Aunt Clove, looking stricken.
Grace froze. What had Aunt Clove told Oliver bitterly only a few nights ago? You’ll marry Harriet Forbes over my dead body.
Grace hid a shudder.
Aunt Clove was driven and could be heartless. But surely she would never resort to murder. Would she?
Grace set her pen down.
“I think that’s good enough for now,” she said.
“So where does this leave us?” Theo asked. “Do we bring this list to the police?”
Grace eyed the uneaten pickle on Theo’s plate. He placed it on her plate without comment. “I already tried to tell them some of this, but it seems they need something more substantial to take me seriously,” she said. “Do you have any connections in the police department?”
“No. But perhaps my father or godfather does.”

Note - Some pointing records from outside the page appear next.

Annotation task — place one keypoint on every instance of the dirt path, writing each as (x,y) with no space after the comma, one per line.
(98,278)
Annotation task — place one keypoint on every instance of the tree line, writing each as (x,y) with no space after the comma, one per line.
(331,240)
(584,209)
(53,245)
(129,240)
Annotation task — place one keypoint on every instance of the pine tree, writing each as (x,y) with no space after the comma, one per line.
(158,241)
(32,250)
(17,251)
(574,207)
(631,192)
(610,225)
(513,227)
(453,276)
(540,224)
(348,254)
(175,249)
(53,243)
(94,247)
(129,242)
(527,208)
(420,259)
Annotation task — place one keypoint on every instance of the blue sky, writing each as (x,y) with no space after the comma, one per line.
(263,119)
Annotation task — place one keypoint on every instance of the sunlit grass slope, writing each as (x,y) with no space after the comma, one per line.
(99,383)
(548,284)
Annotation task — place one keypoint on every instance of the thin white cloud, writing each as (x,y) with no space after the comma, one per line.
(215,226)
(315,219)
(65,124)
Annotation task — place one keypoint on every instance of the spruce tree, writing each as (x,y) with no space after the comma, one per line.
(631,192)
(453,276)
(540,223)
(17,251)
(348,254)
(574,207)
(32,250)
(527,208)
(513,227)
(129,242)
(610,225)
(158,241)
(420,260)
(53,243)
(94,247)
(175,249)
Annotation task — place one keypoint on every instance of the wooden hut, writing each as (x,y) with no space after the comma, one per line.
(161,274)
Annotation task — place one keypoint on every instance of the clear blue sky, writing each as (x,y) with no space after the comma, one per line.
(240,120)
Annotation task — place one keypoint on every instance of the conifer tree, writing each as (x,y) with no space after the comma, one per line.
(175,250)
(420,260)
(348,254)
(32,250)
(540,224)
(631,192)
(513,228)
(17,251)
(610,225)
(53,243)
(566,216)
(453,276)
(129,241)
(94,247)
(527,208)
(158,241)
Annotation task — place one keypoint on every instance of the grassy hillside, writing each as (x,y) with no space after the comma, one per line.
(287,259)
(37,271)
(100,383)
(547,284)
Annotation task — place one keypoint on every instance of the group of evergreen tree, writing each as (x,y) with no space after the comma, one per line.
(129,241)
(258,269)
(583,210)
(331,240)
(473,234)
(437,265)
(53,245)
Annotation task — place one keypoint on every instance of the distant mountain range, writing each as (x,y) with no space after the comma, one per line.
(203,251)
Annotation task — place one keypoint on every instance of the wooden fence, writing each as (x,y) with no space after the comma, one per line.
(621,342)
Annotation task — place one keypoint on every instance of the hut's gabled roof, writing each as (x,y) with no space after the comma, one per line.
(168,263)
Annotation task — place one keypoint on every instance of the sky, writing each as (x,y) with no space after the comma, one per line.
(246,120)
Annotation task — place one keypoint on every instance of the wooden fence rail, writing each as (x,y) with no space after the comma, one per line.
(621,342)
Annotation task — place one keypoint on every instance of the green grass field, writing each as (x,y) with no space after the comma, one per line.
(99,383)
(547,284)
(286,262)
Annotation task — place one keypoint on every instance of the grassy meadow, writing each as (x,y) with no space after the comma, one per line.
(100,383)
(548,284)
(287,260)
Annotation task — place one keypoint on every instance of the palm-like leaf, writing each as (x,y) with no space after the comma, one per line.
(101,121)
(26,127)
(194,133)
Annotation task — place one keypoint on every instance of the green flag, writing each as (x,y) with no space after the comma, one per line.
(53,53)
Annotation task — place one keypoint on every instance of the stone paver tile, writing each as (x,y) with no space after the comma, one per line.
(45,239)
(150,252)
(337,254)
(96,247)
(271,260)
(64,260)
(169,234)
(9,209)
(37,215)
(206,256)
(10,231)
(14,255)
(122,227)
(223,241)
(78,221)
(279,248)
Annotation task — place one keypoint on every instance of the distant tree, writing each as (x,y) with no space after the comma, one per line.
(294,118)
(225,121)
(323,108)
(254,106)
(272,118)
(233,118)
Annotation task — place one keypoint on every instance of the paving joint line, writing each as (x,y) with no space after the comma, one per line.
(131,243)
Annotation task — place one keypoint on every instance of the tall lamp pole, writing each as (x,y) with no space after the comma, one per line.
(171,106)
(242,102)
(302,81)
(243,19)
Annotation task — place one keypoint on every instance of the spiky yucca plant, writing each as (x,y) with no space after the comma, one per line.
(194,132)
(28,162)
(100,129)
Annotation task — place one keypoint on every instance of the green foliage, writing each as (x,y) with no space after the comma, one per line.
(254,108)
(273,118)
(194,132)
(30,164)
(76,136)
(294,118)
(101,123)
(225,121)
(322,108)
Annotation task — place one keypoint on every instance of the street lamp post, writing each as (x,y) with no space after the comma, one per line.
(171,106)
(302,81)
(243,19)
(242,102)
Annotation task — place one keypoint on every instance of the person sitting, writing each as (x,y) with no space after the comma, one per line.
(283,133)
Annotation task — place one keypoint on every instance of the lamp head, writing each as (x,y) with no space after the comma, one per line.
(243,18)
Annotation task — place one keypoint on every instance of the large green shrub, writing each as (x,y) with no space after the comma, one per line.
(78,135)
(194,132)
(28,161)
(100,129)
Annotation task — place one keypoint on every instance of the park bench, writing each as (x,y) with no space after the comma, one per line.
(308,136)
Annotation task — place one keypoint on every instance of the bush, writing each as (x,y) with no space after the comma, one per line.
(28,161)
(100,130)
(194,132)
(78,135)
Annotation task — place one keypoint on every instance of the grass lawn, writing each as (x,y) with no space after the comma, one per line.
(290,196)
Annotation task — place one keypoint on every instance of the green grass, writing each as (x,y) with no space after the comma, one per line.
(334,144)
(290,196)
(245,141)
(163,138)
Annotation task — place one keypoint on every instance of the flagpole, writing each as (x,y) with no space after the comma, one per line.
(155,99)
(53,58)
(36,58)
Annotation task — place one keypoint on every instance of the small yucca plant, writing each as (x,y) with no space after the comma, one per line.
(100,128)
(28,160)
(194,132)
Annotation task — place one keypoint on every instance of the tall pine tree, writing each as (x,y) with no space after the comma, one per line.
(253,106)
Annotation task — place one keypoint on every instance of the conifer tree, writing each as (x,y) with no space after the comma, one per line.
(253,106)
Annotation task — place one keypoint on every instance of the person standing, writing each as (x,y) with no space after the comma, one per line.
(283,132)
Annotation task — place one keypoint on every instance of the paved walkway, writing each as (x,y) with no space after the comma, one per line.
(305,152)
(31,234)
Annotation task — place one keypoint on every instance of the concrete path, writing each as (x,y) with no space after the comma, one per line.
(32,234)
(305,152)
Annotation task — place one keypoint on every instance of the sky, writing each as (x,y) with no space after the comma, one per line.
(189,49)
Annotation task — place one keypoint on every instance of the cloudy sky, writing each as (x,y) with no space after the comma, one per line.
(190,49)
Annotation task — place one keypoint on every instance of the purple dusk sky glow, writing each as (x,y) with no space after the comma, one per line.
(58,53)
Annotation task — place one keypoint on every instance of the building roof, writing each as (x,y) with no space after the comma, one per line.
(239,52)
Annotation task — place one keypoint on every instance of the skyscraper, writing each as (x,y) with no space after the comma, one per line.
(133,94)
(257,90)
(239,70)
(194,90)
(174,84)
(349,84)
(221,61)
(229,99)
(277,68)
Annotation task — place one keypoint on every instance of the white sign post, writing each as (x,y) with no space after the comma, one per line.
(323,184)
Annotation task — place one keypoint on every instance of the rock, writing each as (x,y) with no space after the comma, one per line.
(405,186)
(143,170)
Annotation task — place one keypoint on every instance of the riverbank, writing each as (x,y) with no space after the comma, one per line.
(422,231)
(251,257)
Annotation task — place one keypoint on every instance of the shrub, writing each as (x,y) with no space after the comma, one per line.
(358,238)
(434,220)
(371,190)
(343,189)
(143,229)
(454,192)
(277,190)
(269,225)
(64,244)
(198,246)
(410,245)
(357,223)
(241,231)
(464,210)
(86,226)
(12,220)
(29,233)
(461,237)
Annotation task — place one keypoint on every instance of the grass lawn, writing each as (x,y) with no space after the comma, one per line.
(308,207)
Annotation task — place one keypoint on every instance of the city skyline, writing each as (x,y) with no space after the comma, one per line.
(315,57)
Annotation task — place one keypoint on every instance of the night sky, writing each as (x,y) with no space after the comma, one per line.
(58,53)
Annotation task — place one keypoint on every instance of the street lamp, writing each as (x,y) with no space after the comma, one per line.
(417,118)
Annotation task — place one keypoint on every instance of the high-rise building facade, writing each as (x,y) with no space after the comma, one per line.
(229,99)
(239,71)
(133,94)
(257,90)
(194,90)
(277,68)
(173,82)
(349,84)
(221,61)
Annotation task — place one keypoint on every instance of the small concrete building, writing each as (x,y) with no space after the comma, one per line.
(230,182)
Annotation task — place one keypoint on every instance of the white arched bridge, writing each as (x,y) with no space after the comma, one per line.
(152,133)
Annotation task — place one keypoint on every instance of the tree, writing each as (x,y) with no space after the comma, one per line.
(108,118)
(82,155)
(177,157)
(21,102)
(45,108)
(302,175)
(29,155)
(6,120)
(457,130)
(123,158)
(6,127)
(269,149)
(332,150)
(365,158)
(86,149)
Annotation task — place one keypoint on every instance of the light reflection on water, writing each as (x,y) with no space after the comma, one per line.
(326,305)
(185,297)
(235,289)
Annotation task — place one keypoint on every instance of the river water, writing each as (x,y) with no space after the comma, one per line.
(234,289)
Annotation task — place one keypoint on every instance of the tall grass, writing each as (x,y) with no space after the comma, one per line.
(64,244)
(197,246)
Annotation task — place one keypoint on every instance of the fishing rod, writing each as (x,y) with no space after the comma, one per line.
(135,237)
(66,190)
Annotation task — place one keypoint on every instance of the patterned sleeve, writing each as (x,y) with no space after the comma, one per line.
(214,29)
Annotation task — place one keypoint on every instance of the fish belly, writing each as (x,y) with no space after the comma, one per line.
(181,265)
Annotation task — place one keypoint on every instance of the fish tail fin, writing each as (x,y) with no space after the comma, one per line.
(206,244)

She finished the pickle, and the ache of hunger in her stomach finally eased. “Let’s see if we can get in to visit Oliver—I’d like to talk to him,” she said.
“And then what?”
She tapped her finger down the names on the list. “Let’s start with Ethel Adams. I’ve met her, and hopefully she’ll be willing to speak with me—especially if she’s innocent.”
Grace insisted on paying her own part of the tab, and Theo walked her back to the studio, unlocking the door for her. The fair was lit up in the distance, its palaces awash in a hazy, beckoning glow.
“Make sure to dead bolt the door tonight,” he said, handing her the key.
“I think I saw a paint scraper inside that could function as a weapon,” she said. “An intruder should be more afraid of me.”
“I don’t doubt it,” he said.
She hesitated. “Thank you for helping me,” she said.
The hint of his rare, true smile emboldened her.
“Would you like to pay a visit to Miss Adams together?” she asked before she could stop herself. “Tomorrow?”
His eyebrow quirked. “What are you going to do? Ask her if she poisoned Harriet and gauge her reaction?”
“No. But I’m hoping she might have seen something from the other night that will prove helpful. Even if she didn’t realize it.”
“I’ll come by at nine,” he said. He tipped his hat to her. “Good night, Miss Covington.”
She nodded, and as he walked out into the night, she dead bolted the door.
While she washed up for bed, she thought of Oliver, alone, in prison. Grieving. Probably frightened out of his mind.
She thought of Lillie, a prisoner in her own house. Worried sick about her only brother.
Grace changed into her nightgown and sank into bed, hoping that Ethel Adams might have seen something that night.
Grace loved her cousins desperately. But she sensed that this went even deeper than that. It went down to the cracked depths of her, the parts that still grieved how she hadn’t been able to save her brother. So she would fight even harder to save Oliver.
She turned off the lamp, pulled the covers around herself, and tried to get her racing mind to rest.